Doña Manolita, la señora, andaba entonces por los cincuenta y tantos, y había sido una solterona rica, medio coja y fea hasta una década antes, cuando se prendó de uno de los trabajadores del molino de aceite que había heredado de su padre. Ramón, el mozo moreno de espaldas anchas y sonrisa luminosa que faenaba para ella durante los meses de la aceituna, pasó a ser don Ramón Otero a los veintiún años por mor del antojadizo deseo de su patrona. Nadie preveía tal destino para aquel muchacho guapote y espabilado que otoño tras otoño huía junto con sus hermanos del frío inclemente de su pueblo serrano para buscar trabajo como temporero en otras comarcas. Pero a doña Manolita le gustaban los hombres jóvenes, y más si tenían vigor en el cuerpo, descaro en los ojos y la piel del color de la canela en rama. Y las noches de invierno eran gélidas y ella no tenía la menor intención de acabar siendo la más rica del cementerio, así que, con la desvergüenza y el atrevimiento de quien se sabe con poder, la señora se insinuó a Ramón sin disimulo. Primero fueron las miradas, más tarde los encontronazos, los roces y el cruce de alguna procacidad encubierta entre palabras en apariencia banales. En menos de veinte días estaban retozando sobre los tres mullidos colchones de su cama de caoba en un primer encuentro carnal que resultó inmensamente gratificante para ambos, aunque por razones bien distintas. Para ella, porque al fin había calmado su deseo con el cuerpo musculoso del mancebo que la llevaba loca desde hacía semanas.

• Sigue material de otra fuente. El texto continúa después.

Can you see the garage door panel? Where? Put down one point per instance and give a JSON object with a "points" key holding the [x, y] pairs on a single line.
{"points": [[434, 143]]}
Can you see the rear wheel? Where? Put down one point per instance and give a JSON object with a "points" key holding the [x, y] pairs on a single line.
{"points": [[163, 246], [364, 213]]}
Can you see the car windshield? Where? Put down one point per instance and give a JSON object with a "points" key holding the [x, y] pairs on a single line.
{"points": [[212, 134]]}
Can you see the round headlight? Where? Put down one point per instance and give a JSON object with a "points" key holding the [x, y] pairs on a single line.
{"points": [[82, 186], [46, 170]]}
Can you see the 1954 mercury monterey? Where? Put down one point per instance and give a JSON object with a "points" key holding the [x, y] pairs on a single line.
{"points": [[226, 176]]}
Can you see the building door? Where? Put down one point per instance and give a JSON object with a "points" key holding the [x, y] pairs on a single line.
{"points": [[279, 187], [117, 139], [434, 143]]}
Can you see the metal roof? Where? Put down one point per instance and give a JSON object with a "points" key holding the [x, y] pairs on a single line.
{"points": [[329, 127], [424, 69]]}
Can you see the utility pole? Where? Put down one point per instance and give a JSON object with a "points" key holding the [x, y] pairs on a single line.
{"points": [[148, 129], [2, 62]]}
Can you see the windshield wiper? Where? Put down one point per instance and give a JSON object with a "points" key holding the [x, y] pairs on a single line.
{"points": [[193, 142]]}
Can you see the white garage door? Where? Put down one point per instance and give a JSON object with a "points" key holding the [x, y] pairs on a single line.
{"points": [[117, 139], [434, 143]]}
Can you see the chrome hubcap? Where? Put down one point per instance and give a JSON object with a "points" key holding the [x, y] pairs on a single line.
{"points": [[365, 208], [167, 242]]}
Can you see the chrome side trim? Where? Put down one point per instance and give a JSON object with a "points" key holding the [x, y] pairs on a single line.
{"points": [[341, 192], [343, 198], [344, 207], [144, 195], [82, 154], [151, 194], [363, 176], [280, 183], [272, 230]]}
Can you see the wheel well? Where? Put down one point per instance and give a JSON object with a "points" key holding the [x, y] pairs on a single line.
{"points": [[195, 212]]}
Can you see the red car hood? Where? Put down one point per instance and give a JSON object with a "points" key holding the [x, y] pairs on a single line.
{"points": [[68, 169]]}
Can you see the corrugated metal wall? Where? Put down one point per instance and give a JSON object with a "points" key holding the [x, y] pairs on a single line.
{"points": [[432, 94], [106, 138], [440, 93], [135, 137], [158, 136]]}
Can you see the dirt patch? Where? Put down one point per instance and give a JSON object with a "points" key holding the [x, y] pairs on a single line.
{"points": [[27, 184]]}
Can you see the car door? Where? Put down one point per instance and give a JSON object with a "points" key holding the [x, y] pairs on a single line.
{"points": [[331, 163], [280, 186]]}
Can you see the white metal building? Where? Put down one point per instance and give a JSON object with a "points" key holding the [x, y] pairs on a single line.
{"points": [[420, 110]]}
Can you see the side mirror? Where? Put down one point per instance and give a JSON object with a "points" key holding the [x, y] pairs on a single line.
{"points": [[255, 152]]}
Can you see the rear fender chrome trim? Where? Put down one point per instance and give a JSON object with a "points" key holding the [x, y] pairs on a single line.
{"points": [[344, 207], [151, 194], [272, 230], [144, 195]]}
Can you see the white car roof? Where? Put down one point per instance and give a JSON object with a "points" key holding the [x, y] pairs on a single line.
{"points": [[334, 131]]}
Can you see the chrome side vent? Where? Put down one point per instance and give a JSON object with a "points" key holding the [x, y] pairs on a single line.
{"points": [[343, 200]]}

Para el muchacho, porque jamás antes en su miserable vida había conocido el intenso placer que proporcionaban actos tan simples como rozar la piel desnuda con sábanas de hilo, andar descalzo sobre una alfombra o sumergir el cuerpo cansado en un baño de agua caliente.
Los encuentros se extendieron a lo largo de los meses para satisfacción de las dos partes, aunque Ramón estaba convencido de que aquella relación tan disonante se cortaría de raíz una vez la temporada de faena llegara a su fin y él hubiera de regresar a su tierra. El pronóstico se le desbarató, sin embargo, una noche de tormenta. Inmerso él en la bañera de porcelana de doña Manolita, esta, sin dejar de volcar jarros de agua casi hirviente sobre su espalda, le propuso matrimonio. Como era despierto y de sobra sabía que a buen hambre no hay pan duro, tasó raudo los beneficios de la operación y le cuadraron las cuentas: convertirse en consorte mantenido de una mujer acaudalada, por ajada y contrahecha que fuera, siempre resultaría más rentable que la vida trashumante entre la tala de pinos en su serranía y la recogida y prensa de olivas en fincas ajenas. Y aceptó el casamiento sin siquiera un pestañeo.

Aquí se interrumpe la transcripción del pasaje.